Initially, Kennedy called 911 and said the girl had been raped by two boys. "I need an ambulance," Kennedy told the 911 operator. "I need police. My little girl ... is 8 years old. She was off in the yard, and she said two boys grabbed her and raped my child, and I'm trying to find these motherf***** because I am going to kill them."
The girl initially stood by that story, but police were unconvinced. Later on, she changed her story and implicated her stepfather.
The court has been limiting the use of capital punishment somewhat in recent years, ruling that juveniles and those suffering from mental retardation cannot be put to death. In 1977, the court also ruled that a man who raped a 16-year-old girl would be spared execution. This case takes that ruling a step further.
In his opinion, Justice Kennedy wrote: "The court concludes that there is a distinction between intentional first-degree murder, on the one hand, and non-homicide crimes against individuals, even including child rape, on the other. The latter crimes may be devastating in their harm, as here, but in terms of moral depravity and of the injury to the person and to the public, they cannot compare to murder in their severity and irrevocability."
Kennedy argues that allowing the death penalty for raping a child opens the door for execution to be considered in less severe rape cases. And while juries and judges could take into account how egregious the rape is, Kennedy says that a few less brutal rape cases are sure to slip through. The girl in the Kennedy case was so severely injured by the rape, she required immediate surgery.
Kennedy noted that the capital cases put an additional burden on witnesses — especially if those witnesses are children, who would be required to testify and retestify for years to come. He also pointed out that these cases would have a particular susceptibility for wrongful execution, because child testimony is occasionally unreliable or even imagined.
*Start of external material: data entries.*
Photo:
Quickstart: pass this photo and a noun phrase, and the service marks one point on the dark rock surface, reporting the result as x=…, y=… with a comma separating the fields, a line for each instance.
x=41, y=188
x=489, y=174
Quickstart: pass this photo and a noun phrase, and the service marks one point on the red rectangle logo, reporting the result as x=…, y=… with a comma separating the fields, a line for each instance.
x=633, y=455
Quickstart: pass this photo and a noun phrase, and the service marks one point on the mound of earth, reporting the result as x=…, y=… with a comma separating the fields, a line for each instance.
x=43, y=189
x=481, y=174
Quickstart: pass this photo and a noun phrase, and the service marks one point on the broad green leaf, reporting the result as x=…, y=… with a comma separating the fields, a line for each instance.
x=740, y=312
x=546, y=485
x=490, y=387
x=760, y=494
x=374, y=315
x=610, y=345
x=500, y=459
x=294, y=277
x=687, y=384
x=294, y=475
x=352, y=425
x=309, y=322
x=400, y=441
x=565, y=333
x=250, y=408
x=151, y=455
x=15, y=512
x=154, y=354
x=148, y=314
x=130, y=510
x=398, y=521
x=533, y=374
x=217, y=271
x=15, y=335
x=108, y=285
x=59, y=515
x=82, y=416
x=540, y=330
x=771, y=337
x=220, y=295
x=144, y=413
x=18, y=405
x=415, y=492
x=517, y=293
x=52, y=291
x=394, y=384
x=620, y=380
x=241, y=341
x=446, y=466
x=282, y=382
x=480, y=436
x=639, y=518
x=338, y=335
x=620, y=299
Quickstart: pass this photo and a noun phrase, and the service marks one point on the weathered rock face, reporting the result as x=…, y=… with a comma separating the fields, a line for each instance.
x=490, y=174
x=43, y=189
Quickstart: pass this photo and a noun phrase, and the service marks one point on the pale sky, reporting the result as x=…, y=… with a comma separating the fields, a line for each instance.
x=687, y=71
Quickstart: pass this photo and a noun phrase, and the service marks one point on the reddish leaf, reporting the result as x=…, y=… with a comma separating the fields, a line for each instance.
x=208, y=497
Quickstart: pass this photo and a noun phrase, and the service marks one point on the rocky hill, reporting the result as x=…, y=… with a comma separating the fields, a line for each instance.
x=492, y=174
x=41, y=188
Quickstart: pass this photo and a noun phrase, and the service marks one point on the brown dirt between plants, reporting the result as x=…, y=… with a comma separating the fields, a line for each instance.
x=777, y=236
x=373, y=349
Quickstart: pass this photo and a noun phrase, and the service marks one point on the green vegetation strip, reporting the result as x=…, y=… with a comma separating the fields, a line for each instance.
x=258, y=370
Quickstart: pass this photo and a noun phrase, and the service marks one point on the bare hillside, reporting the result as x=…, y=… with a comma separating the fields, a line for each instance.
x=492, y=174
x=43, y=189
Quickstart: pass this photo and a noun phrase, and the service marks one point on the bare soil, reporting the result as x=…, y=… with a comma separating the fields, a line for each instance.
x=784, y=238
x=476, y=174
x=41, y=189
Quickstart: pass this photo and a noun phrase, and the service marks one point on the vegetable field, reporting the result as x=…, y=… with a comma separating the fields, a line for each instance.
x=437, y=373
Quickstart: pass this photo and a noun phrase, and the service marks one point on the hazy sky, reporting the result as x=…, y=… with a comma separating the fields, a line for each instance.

Many victims' rights groups surprisingly joined Kennedy's defense in this case. They said because so many rapes of children are perpetrated by family members, it's unthinkable to ask a child to implicate a parent or relative, when doing so means possible execution.
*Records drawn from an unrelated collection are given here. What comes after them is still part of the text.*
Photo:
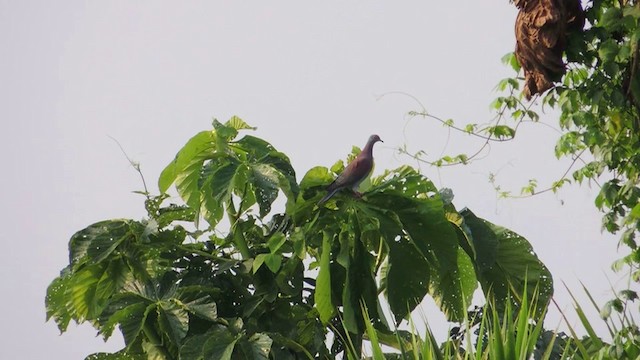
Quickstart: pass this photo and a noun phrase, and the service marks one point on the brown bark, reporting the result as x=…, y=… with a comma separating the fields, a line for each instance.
x=541, y=37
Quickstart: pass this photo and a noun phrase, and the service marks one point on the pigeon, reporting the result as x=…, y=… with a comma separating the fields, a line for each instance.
x=355, y=172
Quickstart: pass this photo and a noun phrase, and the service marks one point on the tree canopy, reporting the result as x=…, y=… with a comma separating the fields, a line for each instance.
x=272, y=284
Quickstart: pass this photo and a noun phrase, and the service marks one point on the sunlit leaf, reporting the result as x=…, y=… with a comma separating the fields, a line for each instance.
x=323, y=282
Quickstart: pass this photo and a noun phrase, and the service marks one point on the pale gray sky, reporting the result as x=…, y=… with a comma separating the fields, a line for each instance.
x=309, y=75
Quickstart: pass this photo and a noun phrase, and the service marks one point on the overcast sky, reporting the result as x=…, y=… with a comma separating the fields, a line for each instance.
x=309, y=75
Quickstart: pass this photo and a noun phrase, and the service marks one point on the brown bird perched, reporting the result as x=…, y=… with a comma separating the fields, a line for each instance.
x=355, y=172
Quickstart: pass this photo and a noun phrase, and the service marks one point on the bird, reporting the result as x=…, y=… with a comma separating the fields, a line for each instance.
x=355, y=172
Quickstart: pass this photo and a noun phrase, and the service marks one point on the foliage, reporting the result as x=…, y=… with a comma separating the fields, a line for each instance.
x=485, y=334
x=262, y=284
x=599, y=104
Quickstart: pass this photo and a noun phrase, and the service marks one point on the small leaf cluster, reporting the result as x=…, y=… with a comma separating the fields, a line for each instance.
x=189, y=283
x=599, y=100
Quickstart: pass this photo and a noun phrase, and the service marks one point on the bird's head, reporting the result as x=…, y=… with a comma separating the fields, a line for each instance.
x=374, y=139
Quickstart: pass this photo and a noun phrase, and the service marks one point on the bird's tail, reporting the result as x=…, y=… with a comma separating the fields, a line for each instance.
x=328, y=196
The court's four more liberal justices joined Kennedy in the ruling, while his four more conservative colleagues dissented. No one has been executed in the United States for a crime not involving murder in almost a half-century.
Victim's Prior Statements Barred at Trial
In a separate decision issued Wednesday, the Supreme Court ruled that a convicted killer deserves a new trial because jurors heard testimony that should have been excluded — the statements of his ex-girlfriend, shortly before he shot and killed her.
In Giles v. California, prosecutors said Dwayne Giles shot his ex-girlfriend, Brenda Avie, outside his grandmother's house in 2002. Giles' niece and grandmother apparently heard gunshots and found Giles standing near his ex-girlfriend with a gun in his hand. Giles claimed to have shot her in self-defense. He said she was jealous and had charged him, and he had killed her by accident.
Prosecutors introduced a domestic violence report to refute that. Avie had filed the report with police about three weeks before she was killed. She had told police that Giles had accused her of having an affair and had beaten her up. She said he then threatened to kill her if he found her cheating on him.
Giles' attorneys said the domestic violence report was inadmissible in court because the Sixth Amendment guaranteed Giles' right to face his accuser, and since Avie was dead, he couldn't. The high court agreed in a 6-3 vote. It said that a criminal defendant must be able to confront witnesses against him, even if the defendant is responsible for the witness' absence.